Secondly, don't forget in your clients, simply do not implement didReceiveConnectionRequestFromPeer:
Finally if all that doesn't work! In your clients, in peer:didChangeState:, you need to do this ...
// so this is in the CLIENT...
-(void)session:(GKSession *)session peer:(NSString *)peerID
didChangeState:(GKPeerConnectionState)state
{
switch (state)
{
case GKPeerStateAvailable:
// you have found the server!!
// [session displayNameForPeer:peerID]
self.theServerWeAreConnectedToPeerID = peerID;
// you will definitely need to save that
[session connectToPeer:theServerWeAreConnectedToPeerID
withTimeout:0];
break;
case GKPeerStateConnected:
// MAKE SURE it's our server
// not just some bizarre peers, etc etc.
if ( [theServerWeAreConnectedToPeerID isEqualToString:peerID] )
{
// you are connected - launch your tick or whatever
}
else
{
// completely ignore this!
}
break;
case GKPeerStateDisconnected:
if ( [theServerWeAreConnectedToPeerID isEqualToString:peerID] )
{
// you have been disconnected from the server!!
}
else
{
// weirdly this is telling you that one of your sister
// clients, has been disconnected from the server. IGNORE
}
break;
// GKPeerStateUnavailable .. likely not relevant
case GKPeerStateUnavailable:
// do nothing, ignore
break;
// from the modern doco..
// "The delegate should ignore GKPeerStateConnecting changes
// and implement the session:didReceiveConnectionRequestFromPeer:
// method instead." .. blah blah .. for us that comment only
// applies TO OUR SERVER, NOT here in the client.

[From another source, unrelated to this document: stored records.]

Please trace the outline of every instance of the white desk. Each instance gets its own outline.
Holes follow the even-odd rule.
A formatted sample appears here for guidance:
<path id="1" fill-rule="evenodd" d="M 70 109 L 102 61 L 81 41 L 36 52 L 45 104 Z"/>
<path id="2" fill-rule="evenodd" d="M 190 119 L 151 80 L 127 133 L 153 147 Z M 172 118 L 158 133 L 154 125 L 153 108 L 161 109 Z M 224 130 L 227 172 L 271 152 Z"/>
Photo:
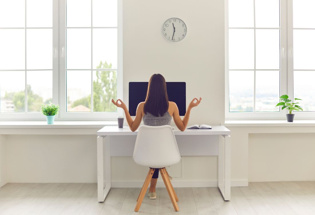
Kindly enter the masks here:
<path id="1" fill-rule="evenodd" d="M 218 186 L 224 200 L 231 197 L 231 131 L 223 125 L 214 126 L 211 129 L 186 129 L 181 131 L 174 130 L 177 135 L 222 135 L 224 144 L 219 142 L 218 155 Z M 137 130 L 131 131 L 128 127 L 119 128 L 117 126 L 105 126 L 98 131 L 97 145 L 97 195 L 99 202 L 104 201 L 111 189 L 111 136 L 136 135 Z M 103 147 L 105 143 L 105 154 Z M 200 149 L 202 150 L 202 149 Z M 104 156 L 105 155 L 105 156 Z M 105 161 L 106 183 L 104 187 L 104 161 Z"/>

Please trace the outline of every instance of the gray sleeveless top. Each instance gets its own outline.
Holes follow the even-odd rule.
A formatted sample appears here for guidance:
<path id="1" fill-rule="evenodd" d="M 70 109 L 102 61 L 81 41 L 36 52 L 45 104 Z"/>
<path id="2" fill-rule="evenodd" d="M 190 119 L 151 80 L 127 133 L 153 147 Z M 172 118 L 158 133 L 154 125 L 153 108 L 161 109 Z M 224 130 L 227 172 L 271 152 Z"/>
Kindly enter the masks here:
<path id="1" fill-rule="evenodd" d="M 150 113 L 145 113 L 142 118 L 143 124 L 150 126 L 159 126 L 171 125 L 172 117 L 169 115 L 169 111 L 166 111 L 164 115 L 158 117 L 155 116 Z"/>

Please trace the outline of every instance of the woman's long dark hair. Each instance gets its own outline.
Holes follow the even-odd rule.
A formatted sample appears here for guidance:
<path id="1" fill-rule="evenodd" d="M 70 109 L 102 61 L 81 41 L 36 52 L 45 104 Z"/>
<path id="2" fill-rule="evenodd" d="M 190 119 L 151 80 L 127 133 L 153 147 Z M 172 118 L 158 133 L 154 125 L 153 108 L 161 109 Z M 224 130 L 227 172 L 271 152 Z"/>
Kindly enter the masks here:
<path id="1" fill-rule="evenodd" d="M 149 113 L 155 116 L 163 116 L 169 109 L 169 98 L 165 78 L 159 74 L 151 76 L 144 103 L 145 113 Z"/>

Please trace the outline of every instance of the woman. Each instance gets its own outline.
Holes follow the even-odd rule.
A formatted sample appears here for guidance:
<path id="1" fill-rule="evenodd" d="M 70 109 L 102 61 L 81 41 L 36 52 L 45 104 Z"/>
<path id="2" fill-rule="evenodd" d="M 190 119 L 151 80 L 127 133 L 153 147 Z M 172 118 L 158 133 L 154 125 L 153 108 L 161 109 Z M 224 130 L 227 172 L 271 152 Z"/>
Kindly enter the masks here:
<path id="1" fill-rule="evenodd" d="M 123 109 L 128 125 L 133 131 L 138 129 L 142 119 L 145 125 L 158 126 L 169 125 L 172 117 L 176 126 L 180 130 L 183 131 L 187 126 L 192 108 L 198 106 L 201 99 L 201 97 L 199 100 L 195 98 L 190 102 L 182 120 L 179 116 L 179 111 L 176 104 L 169 101 L 165 79 L 160 74 L 155 74 L 150 78 L 146 100 L 138 105 L 134 120 L 132 120 L 126 105 L 122 101 L 118 99 L 115 102 L 112 99 L 112 102 L 117 107 Z M 195 101 L 196 101 L 196 102 Z M 118 103 L 118 101 L 120 104 Z M 158 171 L 154 171 L 151 180 L 148 195 L 151 199 L 156 198 L 155 187 L 158 172 Z"/>

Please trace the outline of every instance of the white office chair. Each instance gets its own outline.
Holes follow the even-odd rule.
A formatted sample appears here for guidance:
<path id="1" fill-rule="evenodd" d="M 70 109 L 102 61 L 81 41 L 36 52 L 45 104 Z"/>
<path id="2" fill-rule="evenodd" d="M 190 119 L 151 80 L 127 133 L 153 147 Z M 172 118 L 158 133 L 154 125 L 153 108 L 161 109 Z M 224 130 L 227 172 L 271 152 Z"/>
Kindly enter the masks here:
<path id="1" fill-rule="evenodd" d="M 181 159 L 172 127 L 168 125 L 140 126 L 137 136 L 133 158 L 137 164 L 150 167 L 137 200 L 135 211 L 139 211 L 153 173 L 156 168 L 158 168 L 174 209 L 179 211 L 177 202 L 178 198 L 165 168 L 167 166 L 177 163 Z"/>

case GKPeerStateConnecting:
// do nothing, ignore
break;
}
}
Just to repeat. It is very likely you will want to NOT-use the P2P model: so, all of the above explains "how to DISABLE the P2P stuff."
Once again to repeat for absolute clarity:
GK (surpriginsly) contains a P2P mode. This is technologically amazing. You can, of course, use P2P mode for simple networking problems (notably chat-like problems). In practice, all the typical networking needs of any real game (whether an FPS, sports game, or whatever) must be done in ordinary client-server paradigm. (It would be staggeringly difficult to use P2P mode.)
Thus, it's necessary as a "first step" to know how to "not use" the P2P system in GK -- that is explained above in length.
(If you DO want to use the P2P system - you're all set, go for it !!)
GK is fantastic if you can figure out all the subtleties. With GK and ASIHttpRequest, you can basically do anything between computers at least in a basic way.
This question has hit the nail on the head ........ GK has a (highly unusual) P2P mode, and the documentation focusses on the P2P mode, which can be confusing to newcomers. Again P2P is incredibly clever, but as a rule you do not want the P2P mode. You want a normal clients-with-server spoke model, which is incedibly easier to program. Hope it helps!